Napoli- Juve non è mai solo una partita di calcio. Persino il match a campo inverso non ha lo stesso sapore perché la massima aspettativa della Torino bianconera è per altri scontri. La particolarità di Napoli-Juve non è nello scontro tra Nord e Sud, e, forse, nemmeno negli intrecci delle storie calcistiche delle due squadre. Napoli-Juve è la “singolar tenzone “di due visioni del calcio e della vita. La Juve è la squadra azienda: ruoli precisi e definiti. Il Napoli è considerato, nonostante le aspirazioni di De Laurentis, l’emblema dell’occasione persa per poco. “Razza padrona” contro “razza sprecona”. Mille sono le differenze tra le due compagini, differenze che diventano, a volte, contrapposti stili. Differenze che vengono da lontano: la Juve è “la continuità” (è stata sempre della famiglia Agnelli), il Napoli ha vissuto mille stagioni, spesso finita in mani molto spregiudicate. Ancora oggi la Fiat è l’azienda che determina molte scelte politiche in Italia, mentre la Filmauro si occupa di effimero e svago. Al San Paolo, la partita con la Juve è un evento che travalica il fatto sportivo. Negli anni 50, moltissimi sono partiti dal sud per trovare un futuro nelle catene di montaggio di Mirafiori. Molti sono diventati juventini, per spirito aziendalistico e per l’insano desiderio di sentirsi vincenti. Oggi quello strano destino si è interrotto e Torino non è più una meta di riscatto per vite disperate. La Juve resta, però l’emblema della tracotanza padronale che ha cambiato vite e “sviato” trofei. Il Napoletano, che non si riconosce per natura, nelle scelte dell’establishment, si sente voce fuori dal coro, anche in campo calcistico. Oggi non cerca più riscatto ma esige rispetto.

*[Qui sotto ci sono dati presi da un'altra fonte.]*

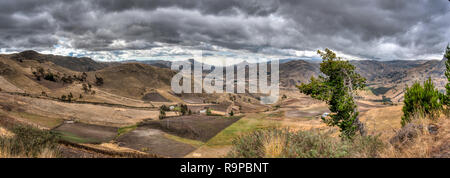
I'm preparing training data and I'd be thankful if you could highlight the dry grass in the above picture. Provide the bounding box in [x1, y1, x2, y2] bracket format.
[0, 126, 59, 158]
[263, 132, 286, 158]
[0, 148, 59, 158]
[380, 117, 450, 158]
[0, 127, 14, 138]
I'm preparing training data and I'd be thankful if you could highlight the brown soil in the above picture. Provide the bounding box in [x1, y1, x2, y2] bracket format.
[54, 123, 117, 143]
[140, 115, 239, 142]
[142, 93, 170, 102]
[117, 127, 196, 157]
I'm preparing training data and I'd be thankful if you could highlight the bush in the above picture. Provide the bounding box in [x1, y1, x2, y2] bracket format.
[228, 129, 383, 158]
[0, 126, 58, 158]
[401, 78, 444, 126]
[95, 75, 103, 86]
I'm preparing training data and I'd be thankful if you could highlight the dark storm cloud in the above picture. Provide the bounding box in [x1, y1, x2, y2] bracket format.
[0, 0, 450, 59]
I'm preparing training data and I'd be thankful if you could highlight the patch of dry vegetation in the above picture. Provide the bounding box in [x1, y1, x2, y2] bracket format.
[228, 116, 450, 158]
[0, 126, 59, 158]
[380, 116, 450, 158]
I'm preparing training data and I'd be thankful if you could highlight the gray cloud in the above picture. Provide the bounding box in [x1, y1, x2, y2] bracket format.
[0, 0, 450, 60]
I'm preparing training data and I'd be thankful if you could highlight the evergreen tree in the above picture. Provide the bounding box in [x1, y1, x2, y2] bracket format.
[401, 78, 444, 126]
[444, 45, 450, 106]
[297, 49, 366, 138]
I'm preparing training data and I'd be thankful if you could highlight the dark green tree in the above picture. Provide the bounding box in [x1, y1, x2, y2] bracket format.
[297, 49, 366, 138]
[444, 45, 450, 106]
[401, 78, 444, 126]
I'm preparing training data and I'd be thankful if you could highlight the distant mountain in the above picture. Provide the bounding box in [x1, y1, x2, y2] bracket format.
[7, 50, 115, 72]
[121, 60, 172, 69]
[280, 60, 447, 101]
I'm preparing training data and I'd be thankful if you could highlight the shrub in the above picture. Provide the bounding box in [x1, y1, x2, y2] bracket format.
[206, 108, 213, 116]
[95, 75, 103, 86]
[401, 78, 444, 126]
[0, 126, 58, 158]
[297, 49, 366, 138]
[228, 129, 384, 158]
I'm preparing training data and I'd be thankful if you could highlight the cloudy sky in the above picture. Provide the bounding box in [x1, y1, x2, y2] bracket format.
[0, 0, 450, 62]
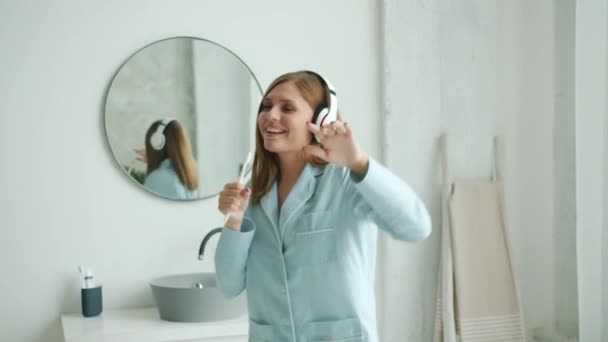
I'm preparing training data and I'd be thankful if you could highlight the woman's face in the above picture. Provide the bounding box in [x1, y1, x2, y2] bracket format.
[258, 81, 313, 155]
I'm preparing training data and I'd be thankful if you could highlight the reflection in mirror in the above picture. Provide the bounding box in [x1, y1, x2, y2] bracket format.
[105, 37, 262, 200]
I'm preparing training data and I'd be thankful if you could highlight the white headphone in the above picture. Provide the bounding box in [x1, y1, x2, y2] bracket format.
[150, 119, 173, 151]
[306, 70, 338, 141]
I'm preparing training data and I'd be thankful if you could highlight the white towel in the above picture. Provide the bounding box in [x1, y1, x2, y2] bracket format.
[434, 181, 525, 342]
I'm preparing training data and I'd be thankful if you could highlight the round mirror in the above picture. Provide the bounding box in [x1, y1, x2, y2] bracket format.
[105, 37, 262, 200]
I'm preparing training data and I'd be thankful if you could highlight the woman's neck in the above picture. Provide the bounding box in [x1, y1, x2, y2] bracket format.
[277, 153, 306, 209]
[279, 153, 307, 184]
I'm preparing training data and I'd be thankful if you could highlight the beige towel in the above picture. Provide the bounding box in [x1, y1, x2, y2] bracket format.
[435, 181, 525, 342]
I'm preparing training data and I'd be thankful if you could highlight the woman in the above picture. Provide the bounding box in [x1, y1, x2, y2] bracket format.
[215, 71, 431, 342]
[144, 119, 199, 199]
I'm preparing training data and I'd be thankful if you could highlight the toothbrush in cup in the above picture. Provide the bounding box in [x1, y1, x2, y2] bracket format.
[224, 152, 253, 225]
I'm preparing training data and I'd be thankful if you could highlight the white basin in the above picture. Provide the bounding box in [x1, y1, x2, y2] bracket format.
[150, 273, 247, 322]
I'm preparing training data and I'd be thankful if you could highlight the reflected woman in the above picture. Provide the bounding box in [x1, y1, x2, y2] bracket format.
[144, 119, 199, 200]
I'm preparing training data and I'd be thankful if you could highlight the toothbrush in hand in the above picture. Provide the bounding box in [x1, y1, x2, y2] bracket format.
[224, 152, 253, 225]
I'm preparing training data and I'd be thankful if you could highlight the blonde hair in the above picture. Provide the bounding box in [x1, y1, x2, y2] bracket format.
[251, 71, 340, 204]
[146, 120, 199, 190]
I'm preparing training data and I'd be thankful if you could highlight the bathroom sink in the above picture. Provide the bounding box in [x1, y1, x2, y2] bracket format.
[150, 273, 247, 322]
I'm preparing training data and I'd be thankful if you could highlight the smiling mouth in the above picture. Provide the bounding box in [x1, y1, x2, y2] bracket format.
[264, 128, 287, 136]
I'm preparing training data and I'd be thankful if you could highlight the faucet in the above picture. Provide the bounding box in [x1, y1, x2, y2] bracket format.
[198, 227, 224, 260]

La sfida del San Paolo del 1 dicembre ha un sapore inaspettato. Il Napoli corre, la Juve insegue: non è successo molte altre volte nella storia del nostro calcio. E se la Juve sembra programmata per dare il meglio di se a primavera, quando le partite valgono trofei, il Napoli non sa “aspettare”, deve dimostrare, da subito, la sua forza per alimentare le sue ambizioni. La Juve è la Zebra, animale elegante ma lontano, il Napoli è il Ciuccio, animale plebeo, caparbio e indispensabile. Lo stadio di Torino è un salotto autocelebrativo, quasi riservato. Il San Paolo è il “catino” che fa tremare tutta Fuorigrotta per un gol. Allegri va in panchina in giacca e cravatta, Sarri in tuta, in un simbolismo vagamente politico. E se, un anno fa, la Juve strappa a suon di milioni Higuain al Napoli, Sarri s’inventa Mertens centravanti: l’arte di arrangiarsi con quello che si ha. Napoli-Juve è anche Marchisio contro Insigne: il Principino piemontese contro lo Scugnizzo napoletano. Il bianco e nero contro il colore (del cielo).
La partita, qualunque risultato ne scaturisca, non dirà parole definitive sul campionato ma potrebbe alimentare un sogno o riportare alla realtà. In fondo tutto si gioca tra la prevedibile forza di 33 scudetti e la imponderabile speranza del Terzo.